In July, when outside visits were allowed, it was still difficult, as they weren’t able to hug, let alone touch, and everyone was instructed to remain more than 6 feet apart.
“My dad turned around to hug me the first time, and the caretaker said, ‘Oh, no, no, David, we can’t do that.’ And he just started crying,” she said.
Vaccination efforts underway at Oakmont
Chalberg was part of the second round of vaccination clinics held at Oakmont’s communities beginning this month, with all residents and team members now eligible to receive the vaccine.

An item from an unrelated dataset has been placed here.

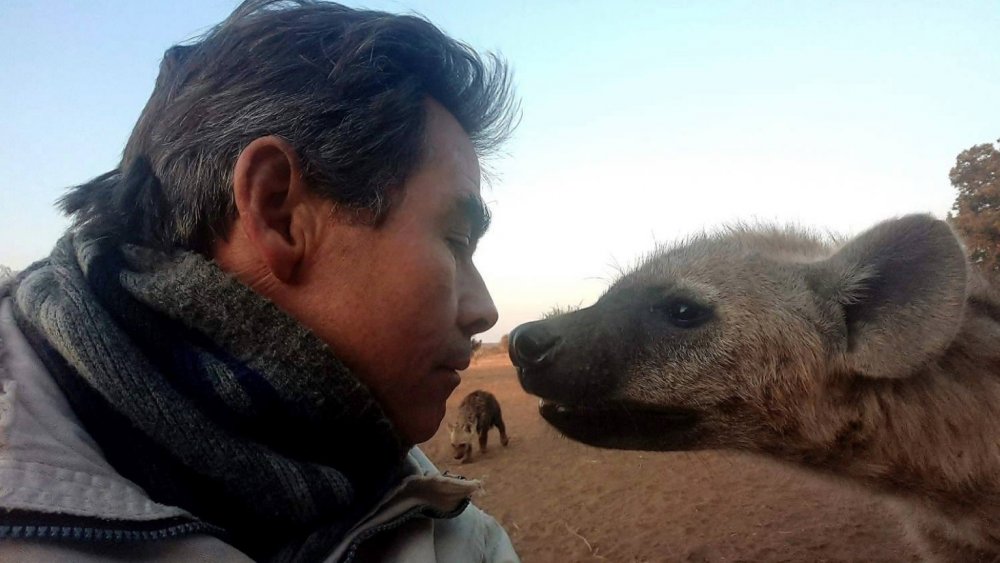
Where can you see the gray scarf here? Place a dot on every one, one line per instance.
(207, 395)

“Just as Oakmont Senior Living was quick to adapt safety and health protocols to keep residents safe early on in the pandemic, we also were among the first to begin a coordinated vaccination effort in January,” Crystal Robinson, the company’s chief marketing officer, said in a prepared statement Monday. “We are encouraging residents and their families to share in the excitement and optimism around the vaccines and what it means for the future.”
Though Morley couldn’t have been more excited for vaccination day, for Chalberg, getting vaccinated was another question mark.
“He just could not figure out what all the hoopla was about,” Morley said. “I’m like, ‘Dad, you got the vaccine. This is great. We’re turning a corner.’”
“Oh, OK. If you say so,” Chalberg replied.
Nevertheless, Morley certainly appreciated the celebration.
“They had the room all decorated and did an awesome job making it a huge deal about it,” she said. “It was beautiful, and he was like, ‘Why am I sitting here?’”
To date, Oakmont has administered an estimated 2,700 vaccines to residents and team members, including Chalberg, who’s had no side effects since.
“David’s recovery from COVID-19 has been an inspiration to all of us at Oakmont of Valencia,” said Stephanie Funderburg, the community’s executive director. “Our residents are like family, and their health and safety is our top priority during this challenging time. We are all celebrating the vaccination clinics and grateful that our residents will soon be able to enjoy the people and activities they love without fear of coronavirus. All of our communities across California are accepting move-ins, and new residents will be eligible for our next round of doses at Oakmont of Valencia and other Oakmont communities.”
Now, Chalberg said he’s looking forward to just doing anything that’s normal again, as it’s been difficult to not be with people outside of Oakmont — though he said he’s very grateful for where he is and the care that he gets.